Not less than $3 billion is being lost to piracy and sea robbery every year globally, from which robbers' activities on Nigerian waters were major contributors.
This disclosure was made by the Director General, Nigerian Maritime Administration and Safety Agency (NIMASA), Mr. Ziakede Akpobolokemi, in his remarks at the formal presentation of the draft Piracy and Other Unlawful Acts At Sea Bill to industry stakeholders in Lagos.
Akpobolokemi, who was represented at the occasion by NIMASA Executive Director, Cabotage Service and Labour, Alhaji Ibrahim Zilani, said, it was in a bid to develop a robust legal framework for fighting these incidences on sea, that an international conference on piracy was organised by the agency in collaboration with the Nigerian Navy.
Akpobolokemi said: "One of the resolutions at that conference was to strengthen existing legal framework. This bill is drawn not only from conventions of the IMO that Nigeria is a signatory to, but also provisions of other protocols yet to be conceded to, but important for curbing unlawful acts at sea."
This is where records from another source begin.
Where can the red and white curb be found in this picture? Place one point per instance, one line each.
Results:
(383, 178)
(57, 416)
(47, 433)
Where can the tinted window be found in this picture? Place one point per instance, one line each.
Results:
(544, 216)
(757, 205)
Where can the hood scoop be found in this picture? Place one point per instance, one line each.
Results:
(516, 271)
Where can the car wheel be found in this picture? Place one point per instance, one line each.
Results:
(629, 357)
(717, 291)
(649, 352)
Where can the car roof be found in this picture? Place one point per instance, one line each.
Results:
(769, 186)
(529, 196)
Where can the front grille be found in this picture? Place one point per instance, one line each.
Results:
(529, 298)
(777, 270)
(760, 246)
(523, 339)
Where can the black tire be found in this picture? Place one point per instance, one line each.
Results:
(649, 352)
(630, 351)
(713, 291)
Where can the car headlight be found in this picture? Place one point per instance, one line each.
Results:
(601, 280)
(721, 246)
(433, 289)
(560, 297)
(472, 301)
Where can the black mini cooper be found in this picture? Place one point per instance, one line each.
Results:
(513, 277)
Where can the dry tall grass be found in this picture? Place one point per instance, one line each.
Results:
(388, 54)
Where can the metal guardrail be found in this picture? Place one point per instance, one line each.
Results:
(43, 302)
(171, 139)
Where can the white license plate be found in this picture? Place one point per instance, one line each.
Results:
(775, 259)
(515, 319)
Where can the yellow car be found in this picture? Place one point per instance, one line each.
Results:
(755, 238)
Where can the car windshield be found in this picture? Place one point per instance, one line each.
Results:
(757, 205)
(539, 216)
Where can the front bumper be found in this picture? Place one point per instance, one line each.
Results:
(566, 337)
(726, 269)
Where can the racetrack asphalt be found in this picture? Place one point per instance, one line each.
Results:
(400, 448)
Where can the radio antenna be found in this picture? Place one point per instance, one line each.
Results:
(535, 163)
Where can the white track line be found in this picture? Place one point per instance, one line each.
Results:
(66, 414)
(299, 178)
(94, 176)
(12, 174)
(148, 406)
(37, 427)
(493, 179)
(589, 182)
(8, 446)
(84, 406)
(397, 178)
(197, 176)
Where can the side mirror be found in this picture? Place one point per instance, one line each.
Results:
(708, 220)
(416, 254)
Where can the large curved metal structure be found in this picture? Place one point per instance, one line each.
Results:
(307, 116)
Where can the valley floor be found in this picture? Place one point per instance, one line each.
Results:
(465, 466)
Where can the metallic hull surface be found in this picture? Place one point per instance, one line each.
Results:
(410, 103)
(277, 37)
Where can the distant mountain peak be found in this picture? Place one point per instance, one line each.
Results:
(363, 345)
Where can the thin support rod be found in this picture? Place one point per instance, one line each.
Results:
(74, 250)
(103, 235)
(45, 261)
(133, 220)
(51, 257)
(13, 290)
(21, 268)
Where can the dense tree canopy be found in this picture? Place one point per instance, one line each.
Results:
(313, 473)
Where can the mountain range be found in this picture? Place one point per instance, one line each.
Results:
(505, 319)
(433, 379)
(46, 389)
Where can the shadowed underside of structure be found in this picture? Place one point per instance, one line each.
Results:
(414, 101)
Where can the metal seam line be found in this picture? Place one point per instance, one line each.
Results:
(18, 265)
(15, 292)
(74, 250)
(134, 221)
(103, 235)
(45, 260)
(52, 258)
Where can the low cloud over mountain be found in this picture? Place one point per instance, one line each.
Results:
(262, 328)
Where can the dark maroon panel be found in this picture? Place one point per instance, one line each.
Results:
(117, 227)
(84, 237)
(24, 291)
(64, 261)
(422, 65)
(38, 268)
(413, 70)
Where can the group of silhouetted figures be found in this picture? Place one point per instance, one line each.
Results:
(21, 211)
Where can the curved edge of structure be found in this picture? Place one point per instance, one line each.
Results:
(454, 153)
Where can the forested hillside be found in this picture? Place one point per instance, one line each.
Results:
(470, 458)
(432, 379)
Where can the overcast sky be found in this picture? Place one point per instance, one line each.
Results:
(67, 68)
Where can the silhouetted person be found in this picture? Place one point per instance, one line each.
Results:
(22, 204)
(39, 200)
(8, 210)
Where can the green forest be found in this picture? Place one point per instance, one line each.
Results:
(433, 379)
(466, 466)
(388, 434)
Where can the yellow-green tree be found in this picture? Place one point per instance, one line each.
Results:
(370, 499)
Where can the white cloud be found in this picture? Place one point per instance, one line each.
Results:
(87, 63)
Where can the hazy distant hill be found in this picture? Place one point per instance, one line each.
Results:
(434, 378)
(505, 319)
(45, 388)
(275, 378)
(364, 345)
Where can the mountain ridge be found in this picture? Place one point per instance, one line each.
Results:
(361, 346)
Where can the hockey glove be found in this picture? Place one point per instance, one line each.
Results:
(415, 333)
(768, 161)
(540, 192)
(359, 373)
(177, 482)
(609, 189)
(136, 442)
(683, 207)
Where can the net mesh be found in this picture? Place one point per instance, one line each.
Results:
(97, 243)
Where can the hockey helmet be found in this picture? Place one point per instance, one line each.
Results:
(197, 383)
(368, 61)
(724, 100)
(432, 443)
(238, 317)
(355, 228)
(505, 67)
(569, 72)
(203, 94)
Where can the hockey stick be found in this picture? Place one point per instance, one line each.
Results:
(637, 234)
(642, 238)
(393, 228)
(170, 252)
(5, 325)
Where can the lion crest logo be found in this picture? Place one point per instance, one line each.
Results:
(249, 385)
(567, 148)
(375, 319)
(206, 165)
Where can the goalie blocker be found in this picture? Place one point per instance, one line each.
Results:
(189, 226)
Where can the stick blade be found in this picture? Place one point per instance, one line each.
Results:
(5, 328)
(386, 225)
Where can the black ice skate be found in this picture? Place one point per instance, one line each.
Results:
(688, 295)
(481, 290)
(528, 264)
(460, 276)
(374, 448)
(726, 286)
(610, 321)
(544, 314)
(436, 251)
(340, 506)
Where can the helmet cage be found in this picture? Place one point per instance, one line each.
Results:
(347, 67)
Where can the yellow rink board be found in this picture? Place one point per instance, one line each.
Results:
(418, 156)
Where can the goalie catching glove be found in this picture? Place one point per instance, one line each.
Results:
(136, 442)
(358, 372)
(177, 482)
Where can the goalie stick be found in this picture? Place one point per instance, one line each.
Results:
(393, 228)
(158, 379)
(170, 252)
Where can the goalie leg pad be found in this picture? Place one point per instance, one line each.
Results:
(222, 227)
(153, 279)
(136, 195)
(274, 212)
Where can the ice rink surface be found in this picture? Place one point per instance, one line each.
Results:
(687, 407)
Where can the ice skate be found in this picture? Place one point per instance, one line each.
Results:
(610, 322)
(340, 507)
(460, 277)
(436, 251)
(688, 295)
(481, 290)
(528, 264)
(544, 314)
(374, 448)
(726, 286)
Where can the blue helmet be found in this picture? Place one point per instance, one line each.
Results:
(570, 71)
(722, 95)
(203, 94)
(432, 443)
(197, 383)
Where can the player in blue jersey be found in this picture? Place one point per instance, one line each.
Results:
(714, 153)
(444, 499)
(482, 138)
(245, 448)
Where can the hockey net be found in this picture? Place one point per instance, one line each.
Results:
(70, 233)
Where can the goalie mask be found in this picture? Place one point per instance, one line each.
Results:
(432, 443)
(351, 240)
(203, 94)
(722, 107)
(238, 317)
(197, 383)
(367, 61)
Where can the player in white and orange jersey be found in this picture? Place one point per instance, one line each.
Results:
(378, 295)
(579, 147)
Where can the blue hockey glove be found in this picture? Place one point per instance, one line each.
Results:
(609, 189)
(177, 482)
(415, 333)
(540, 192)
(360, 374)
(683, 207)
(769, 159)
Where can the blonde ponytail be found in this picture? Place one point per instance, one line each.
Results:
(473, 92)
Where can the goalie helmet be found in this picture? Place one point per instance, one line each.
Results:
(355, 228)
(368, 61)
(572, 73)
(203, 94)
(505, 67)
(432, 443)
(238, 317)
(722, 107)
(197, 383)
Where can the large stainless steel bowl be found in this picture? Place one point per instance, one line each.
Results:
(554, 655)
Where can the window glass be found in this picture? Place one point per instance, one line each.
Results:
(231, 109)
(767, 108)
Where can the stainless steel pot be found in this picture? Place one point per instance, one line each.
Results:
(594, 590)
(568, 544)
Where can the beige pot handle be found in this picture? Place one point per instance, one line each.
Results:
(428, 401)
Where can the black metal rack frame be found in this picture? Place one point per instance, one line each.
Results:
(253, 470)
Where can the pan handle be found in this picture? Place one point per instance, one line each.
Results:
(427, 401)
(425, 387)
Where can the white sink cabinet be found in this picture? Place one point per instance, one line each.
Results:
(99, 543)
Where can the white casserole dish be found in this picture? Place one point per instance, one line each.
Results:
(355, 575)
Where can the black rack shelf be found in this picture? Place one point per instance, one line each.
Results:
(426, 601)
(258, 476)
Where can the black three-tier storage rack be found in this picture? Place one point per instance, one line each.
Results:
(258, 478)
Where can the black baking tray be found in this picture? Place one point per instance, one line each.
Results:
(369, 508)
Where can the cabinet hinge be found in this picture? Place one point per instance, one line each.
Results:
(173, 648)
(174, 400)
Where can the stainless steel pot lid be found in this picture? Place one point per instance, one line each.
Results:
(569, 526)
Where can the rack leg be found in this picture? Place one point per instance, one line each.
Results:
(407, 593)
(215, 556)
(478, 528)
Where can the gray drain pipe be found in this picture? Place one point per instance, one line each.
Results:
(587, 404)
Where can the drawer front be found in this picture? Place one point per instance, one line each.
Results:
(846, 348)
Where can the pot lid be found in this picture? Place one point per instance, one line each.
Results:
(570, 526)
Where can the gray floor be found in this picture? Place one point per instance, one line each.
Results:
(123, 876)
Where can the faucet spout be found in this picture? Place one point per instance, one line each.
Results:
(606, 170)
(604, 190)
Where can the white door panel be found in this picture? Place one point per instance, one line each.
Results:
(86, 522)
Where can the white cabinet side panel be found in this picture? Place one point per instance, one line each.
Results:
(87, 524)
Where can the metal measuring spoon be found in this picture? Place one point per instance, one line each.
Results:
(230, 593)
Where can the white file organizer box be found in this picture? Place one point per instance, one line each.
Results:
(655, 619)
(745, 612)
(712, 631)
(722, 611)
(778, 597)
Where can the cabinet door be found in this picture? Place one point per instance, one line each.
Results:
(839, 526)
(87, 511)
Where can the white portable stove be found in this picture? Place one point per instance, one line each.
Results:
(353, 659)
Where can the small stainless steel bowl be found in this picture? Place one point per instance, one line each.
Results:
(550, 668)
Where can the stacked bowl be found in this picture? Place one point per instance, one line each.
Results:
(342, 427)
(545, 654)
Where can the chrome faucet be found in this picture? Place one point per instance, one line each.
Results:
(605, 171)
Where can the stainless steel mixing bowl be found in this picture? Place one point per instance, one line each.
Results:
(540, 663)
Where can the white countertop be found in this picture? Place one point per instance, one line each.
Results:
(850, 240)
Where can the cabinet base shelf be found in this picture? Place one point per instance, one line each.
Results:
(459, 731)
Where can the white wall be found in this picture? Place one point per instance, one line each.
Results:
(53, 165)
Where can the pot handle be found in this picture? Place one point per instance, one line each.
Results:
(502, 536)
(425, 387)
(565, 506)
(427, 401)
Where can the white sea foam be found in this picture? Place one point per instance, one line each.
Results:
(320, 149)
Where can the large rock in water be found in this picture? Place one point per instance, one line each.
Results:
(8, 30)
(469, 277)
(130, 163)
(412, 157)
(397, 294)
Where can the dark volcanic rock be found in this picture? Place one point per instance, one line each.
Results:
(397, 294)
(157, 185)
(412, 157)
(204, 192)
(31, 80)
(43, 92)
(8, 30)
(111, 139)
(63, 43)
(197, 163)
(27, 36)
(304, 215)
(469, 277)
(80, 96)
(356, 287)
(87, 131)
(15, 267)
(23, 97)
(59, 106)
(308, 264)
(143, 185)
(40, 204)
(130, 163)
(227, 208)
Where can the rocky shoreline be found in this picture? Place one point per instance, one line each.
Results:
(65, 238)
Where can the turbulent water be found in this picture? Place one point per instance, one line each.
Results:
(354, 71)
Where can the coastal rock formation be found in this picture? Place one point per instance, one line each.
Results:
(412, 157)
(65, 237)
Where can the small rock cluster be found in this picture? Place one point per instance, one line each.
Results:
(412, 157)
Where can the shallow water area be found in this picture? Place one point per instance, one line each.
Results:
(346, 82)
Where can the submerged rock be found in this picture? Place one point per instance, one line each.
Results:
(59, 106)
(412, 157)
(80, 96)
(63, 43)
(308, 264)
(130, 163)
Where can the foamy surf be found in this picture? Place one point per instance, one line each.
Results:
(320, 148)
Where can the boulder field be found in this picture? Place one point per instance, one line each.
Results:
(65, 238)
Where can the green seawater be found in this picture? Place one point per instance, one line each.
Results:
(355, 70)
Minister of Transport, Senator Idris Umar, stated that insurance costs for importing goods into the country had greatly increased, owing to Nigeria's classification as a high risk area.
He however expressed optimism that the recent level of attention accorded the menace by the international community and laws like the one being presented would surely drive the menace down tremendously.
Presenting the bill, a legal consultant to NIMASA on the draft bill, Mr. Michael Igbokwe, SAN, explained that there were no laws for the successful prosecution of piracy incidences in the country at the moment.
"The International Maritime Organisation (IMO) since 1988 has been coming out with treaties to suppress unlawful acts at sea. By virtue of Nigeria's membership, the country ratified some of the treaties but not all have been domesticated. If the conventions are not domesticated, they cannot be enforced, so suspects cannot be prosecuted successfully because no local legislations on the crime," he said.
Chairman of the bill presentation forum, Hon. Justice Emmanuel Sanyaolu, while quoting some media reports, hinted that trawler operators had been forced to abandon their businesses as a result of the criminal activities and attacks by some armed robbers on sea, which had led to monumental increase on cost of fish and sea foods in the country at one time or the other.
"These ugly incidences have been said to have put some 250 jobs on the line. The robbers use sophisticated weapons and rob fishing men values worth millions of naira in a single attack.
"The major constraint in fighting this menace is that there is no legislation on the matter. The closest law on it is the British Offences At Sea 1956. NIMASA has taken the bull by the horns by providing a draft bill on this important matter," he said.
With the presentation of the draft bill, other stakeholders who spoke at the occasion, said a significant progress has been recorded in the country's efforts to curb piracy, sea robbery and related offences on the nation's territorial waters.
The bill which draws its strength from the various treaties of IMO already ratified by Nigeria will when passed into law, form regulatory framework for defining piracy and criminal offences at sea, prosecuting and punishing convicted suspects.